Application of flow cytometry to analyze microbial quality of dental unit water

Abstract

Background

Dental unit waterline (DUWL) safety is vital for dental practitioners. Unfortunately, the standard heterotrophic plate count (HPC) methods commonly used to identify bacterial contamination dramatically underestimate planktonic bacteria counts. Flow cytometry (FCM) directly counts bacterial cells using laser-activated fluorescence, providing more reliable and timely results.

Methods

Approximately 1,700 DUWL samples were measured by both HPC and FCM methods. HPC samples were plated on R2A agar within 8 hours of receipt, incubated at 25 °C for 7 days, and reported as colony-forming units (CFU)/mL. FCM samples were treated with SYBR Green I fluorescent stain, analyzed and reported as high nucleic acid (HNA) and low nucleic acid (LNA) cell counts.
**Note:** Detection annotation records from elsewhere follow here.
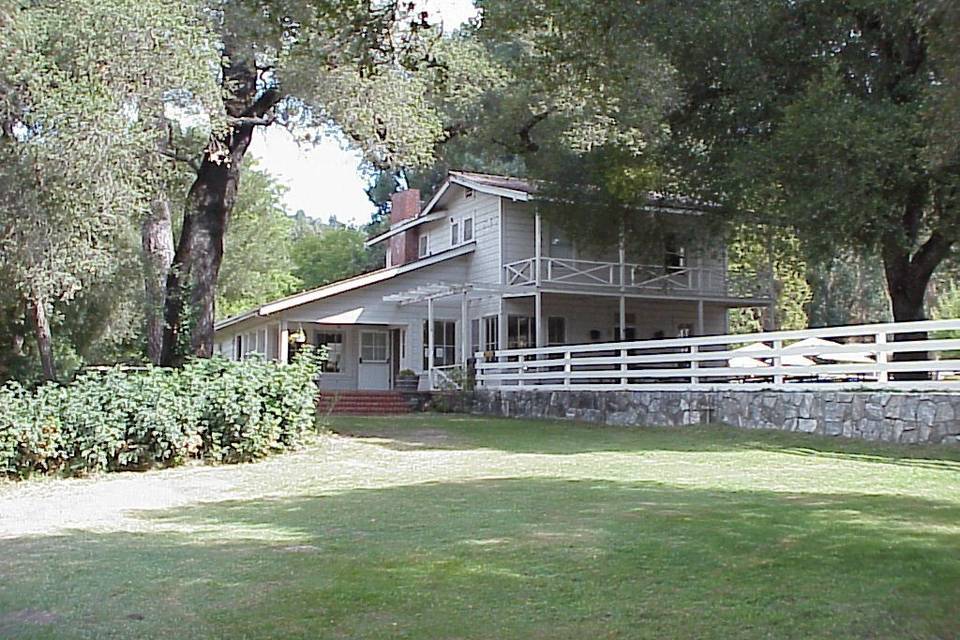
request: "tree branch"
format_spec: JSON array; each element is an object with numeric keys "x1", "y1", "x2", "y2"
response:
[
  {"x1": 227, "y1": 113, "x2": 277, "y2": 127},
  {"x1": 157, "y1": 149, "x2": 200, "y2": 171}
]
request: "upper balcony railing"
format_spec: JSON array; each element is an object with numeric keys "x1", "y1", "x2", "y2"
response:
[{"x1": 503, "y1": 257, "x2": 771, "y2": 300}]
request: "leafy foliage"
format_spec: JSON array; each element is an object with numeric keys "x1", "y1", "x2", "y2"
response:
[
  {"x1": 217, "y1": 163, "x2": 302, "y2": 317},
  {"x1": 0, "y1": 351, "x2": 317, "y2": 477},
  {"x1": 728, "y1": 225, "x2": 812, "y2": 333},
  {"x1": 292, "y1": 227, "x2": 383, "y2": 288}
]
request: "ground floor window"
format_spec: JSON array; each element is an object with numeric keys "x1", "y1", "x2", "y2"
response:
[
  {"x1": 423, "y1": 320, "x2": 457, "y2": 370},
  {"x1": 547, "y1": 316, "x2": 567, "y2": 345},
  {"x1": 613, "y1": 312, "x2": 637, "y2": 342},
  {"x1": 360, "y1": 331, "x2": 390, "y2": 362},
  {"x1": 507, "y1": 316, "x2": 537, "y2": 349},
  {"x1": 483, "y1": 316, "x2": 500, "y2": 351},
  {"x1": 468, "y1": 318, "x2": 480, "y2": 358},
  {"x1": 313, "y1": 331, "x2": 343, "y2": 373}
]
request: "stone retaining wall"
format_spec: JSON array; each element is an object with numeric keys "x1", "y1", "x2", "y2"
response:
[{"x1": 470, "y1": 390, "x2": 960, "y2": 443}]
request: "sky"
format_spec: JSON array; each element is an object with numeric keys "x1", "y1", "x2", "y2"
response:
[{"x1": 250, "y1": 0, "x2": 476, "y2": 225}]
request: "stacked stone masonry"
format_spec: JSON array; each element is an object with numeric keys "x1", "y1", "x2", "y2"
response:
[{"x1": 471, "y1": 390, "x2": 960, "y2": 443}]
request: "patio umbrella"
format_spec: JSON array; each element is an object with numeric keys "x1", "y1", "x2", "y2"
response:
[
  {"x1": 729, "y1": 342, "x2": 773, "y2": 369},
  {"x1": 730, "y1": 342, "x2": 816, "y2": 368},
  {"x1": 784, "y1": 338, "x2": 875, "y2": 364}
]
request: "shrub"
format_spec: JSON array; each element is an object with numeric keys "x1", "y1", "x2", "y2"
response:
[{"x1": 0, "y1": 352, "x2": 317, "y2": 477}]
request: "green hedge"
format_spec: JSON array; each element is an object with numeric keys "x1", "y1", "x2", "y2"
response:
[{"x1": 0, "y1": 354, "x2": 317, "y2": 478}]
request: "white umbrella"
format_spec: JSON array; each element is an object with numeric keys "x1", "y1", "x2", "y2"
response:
[
  {"x1": 729, "y1": 342, "x2": 773, "y2": 369},
  {"x1": 784, "y1": 338, "x2": 875, "y2": 364}
]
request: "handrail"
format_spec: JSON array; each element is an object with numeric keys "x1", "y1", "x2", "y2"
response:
[
  {"x1": 429, "y1": 363, "x2": 467, "y2": 391},
  {"x1": 503, "y1": 256, "x2": 769, "y2": 298}
]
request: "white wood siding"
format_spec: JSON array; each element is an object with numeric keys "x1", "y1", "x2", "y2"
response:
[{"x1": 501, "y1": 199, "x2": 535, "y2": 264}]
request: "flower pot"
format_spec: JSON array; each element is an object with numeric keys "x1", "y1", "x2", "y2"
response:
[{"x1": 396, "y1": 376, "x2": 420, "y2": 391}]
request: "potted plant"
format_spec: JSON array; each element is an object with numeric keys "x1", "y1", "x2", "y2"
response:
[{"x1": 397, "y1": 369, "x2": 420, "y2": 391}]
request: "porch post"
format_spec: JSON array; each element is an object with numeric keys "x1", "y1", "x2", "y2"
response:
[
  {"x1": 497, "y1": 296, "x2": 508, "y2": 358},
  {"x1": 618, "y1": 224, "x2": 627, "y2": 291},
  {"x1": 620, "y1": 296, "x2": 627, "y2": 342},
  {"x1": 460, "y1": 291, "x2": 470, "y2": 364},
  {"x1": 533, "y1": 208, "x2": 543, "y2": 284},
  {"x1": 277, "y1": 320, "x2": 290, "y2": 364},
  {"x1": 427, "y1": 298, "x2": 434, "y2": 391}
]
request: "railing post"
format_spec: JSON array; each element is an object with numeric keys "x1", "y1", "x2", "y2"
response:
[
  {"x1": 773, "y1": 340, "x2": 783, "y2": 386},
  {"x1": 690, "y1": 344, "x2": 700, "y2": 384},
  {"x1": 874, "y1": 331, "x2": 890, "y2": 384}
]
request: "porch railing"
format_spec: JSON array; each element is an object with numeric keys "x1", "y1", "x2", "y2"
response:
[
  {"x1": 476, "y1": 320, "x2": 960, "y2": 391},
  {"x1": 503, "y1": 257, "x2": 770, "y2": 298}
]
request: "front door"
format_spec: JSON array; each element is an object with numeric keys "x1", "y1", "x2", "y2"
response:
[{"x1": 359, "y1": 330, "x2": 390, "y2": 390}]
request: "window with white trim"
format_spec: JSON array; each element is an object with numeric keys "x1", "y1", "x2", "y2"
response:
[
  {"x1": 313, "y1": 331, "x2": 343, "y2": 373},
  {"x1": 547, "y1": 316, "x2": 567, "y2": 346},
  {"x1": 483, "y1": 316, "x2": 500, "y2": 351},
  {"x1": 613, "y1": 313, "x2": 637, "y2": 342},
  {"x1": 470, "y1": 318, "x2": 480, "y2": 358},
  {"x1": 507, "y1": 316, "x2": 537, "y2": 349},
  {"x1": 423, "y1": 320, "x2": 457, "y2": 370},
  {"x1": 360, "y1": 331, "x2": 389, "y2": 362}
]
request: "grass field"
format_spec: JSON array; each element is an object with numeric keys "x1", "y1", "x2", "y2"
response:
[{"x1": 0, "y1": 415, "x2": 960, "y2": 640}]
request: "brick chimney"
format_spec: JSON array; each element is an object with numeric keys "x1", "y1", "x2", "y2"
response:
[{"x1": 387, "y1": 189, "x2": 420, "y2": 267}]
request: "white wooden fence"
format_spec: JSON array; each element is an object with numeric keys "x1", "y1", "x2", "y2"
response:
[{"x1": 476, "y1": 320, "x2": 960, "y2": 391}]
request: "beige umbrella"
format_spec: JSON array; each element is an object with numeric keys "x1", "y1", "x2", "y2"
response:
[{"x1": 728, "y1": 342, "x2": 773, "y2": 369}]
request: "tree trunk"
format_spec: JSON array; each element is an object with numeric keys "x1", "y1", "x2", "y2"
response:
[
  {"x1": 883, "y1": 204, "x2": 953, "y2": 380},
  {"x1": 160, "y1": 57, "x2": 280, "y2": 366},
  {"x1": 27, "y1": 297, "x2": 57, "y2": 380},
  {"x1": 141, "y1": 193, "x2": 173, "y2": 364}
]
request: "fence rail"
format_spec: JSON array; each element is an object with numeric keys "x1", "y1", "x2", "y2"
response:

An empirical algorithm was developed using HNA and LNA cell counts compared with the recommended action limit for the Centers for Disease Control and Prevention’s greater than 500 CFU/mL pass or fail.

Results

An FCM threshold limit that included both HNA 250 or greater and LNA 750 or greater cell counts was derived by pairing FCM data with R2A samples dichotomized as passing (≤ 500 CFU/mL) or failing (> 500 CFU/mL) to establish corresponding pass or fail criteria that would minimize false pass and false fail compared with R2A results. 1,388 (81.6%) of samples passed the R2A limit of 500 CFU/mL or fewer, whereas 1,427 (83.9%) FCM samples passed the proposed HNA 250 or fewer and LNA 750 or fewer criteria.

Conclusions

The data show that FCM analysis and the proposed threshold criteria can be used as a powerful adjunctive tool for monitoring DUWL contamination, which includes greater accuracy and the ability to analyze samples immediately on receipt.